The Road Trip of A-Holes!

by Sense of Humor


FaserTace!

For as far as her eye could see, it was completely dark.

“Derpy…”

She looked around slowly, but it was still dark.

“Derpy…”

“Who said that?” She asked warily.

“Derpy...ake up...diot.”

“Oh, I get it.” Derpy smiled widely--it all made sense now. “You're my conscience!”

“...at?”

“Like that silly stage play, Finding Zemo!” She laughed an airy laugh at her conscience, floating somewhere in the darkness. She idly wondered, where exactly. “But they were at the bottom of a really dark cave with...uh, monsters and stuff. Conscience, are we in a cave? Is that why its so dark?”

“Stop mumbl...ike a moron...wa...up!”

She scrunched her nose up. “Uh, you're breaking up. What did you say? Repeat the last part ag--ow!”

And then, with that painful pinch, she was back in the world of the living.

Derpy winced away her mild discomfort to focus on blinking her vision back to normal...only to regret it moments later.
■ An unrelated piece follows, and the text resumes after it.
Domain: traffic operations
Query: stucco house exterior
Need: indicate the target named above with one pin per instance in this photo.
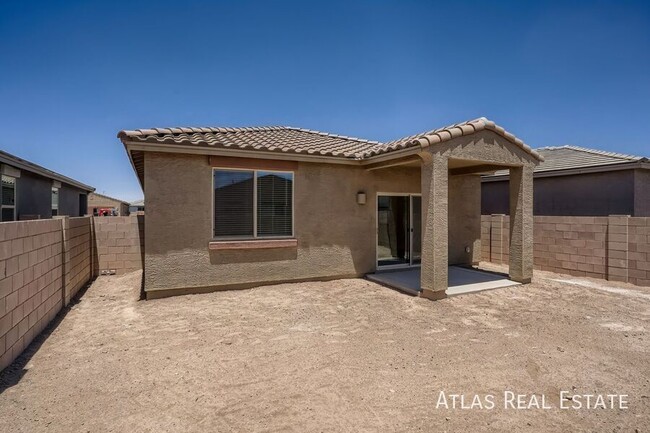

It didn't take a rocket surgery-ist to realize that she was tied up against a very cranky looking raccoon and was being carried only by a single metal pole--like a shish ka-bob. The Ravagers were all chuckling and chittering amongst each other, surrounding the two of them like hungry sharks. She could spot Groot being held in the tiniest bird cage she had ever seen, cramped beyond believe and very angry. Behind him, that blue dude with the broken fun was also bound and prodded along every couple of steps or so. And further beyond him, all of the…’nice’ Ravagers were in a similar predicament.

“No!” Derpy gasped aloud. “We've been captured!”

Rocket growled. “I'm gonna kick you right in your moronic little face if you say something obvious again.”

Derpy looked ahead of them to see that they were on a fairly desolate planet, traveling through a giant field of garbage and rotting metal parts. They were going towards a spaceship of massive proportions, like a miniature mountain parked in front of their unofficial path. The entry doors for the ship were open, ready to accept the pirates and their prisoners.

“What is that?” Derpy asked worriedly.

I was wondering that myself, ” Rocket might have tried to shrug, but it was hard to do so when tied up. “This planet might be a Ravager outpost.”

Derpy looked it over once more. “Oh, good. Does that mean they're just gonna keep us prisoner and not kill us?”

“Don't count on it.” One of the pirates smirked at them.


Well, there was good news and bad news about being on the Ravager outpost.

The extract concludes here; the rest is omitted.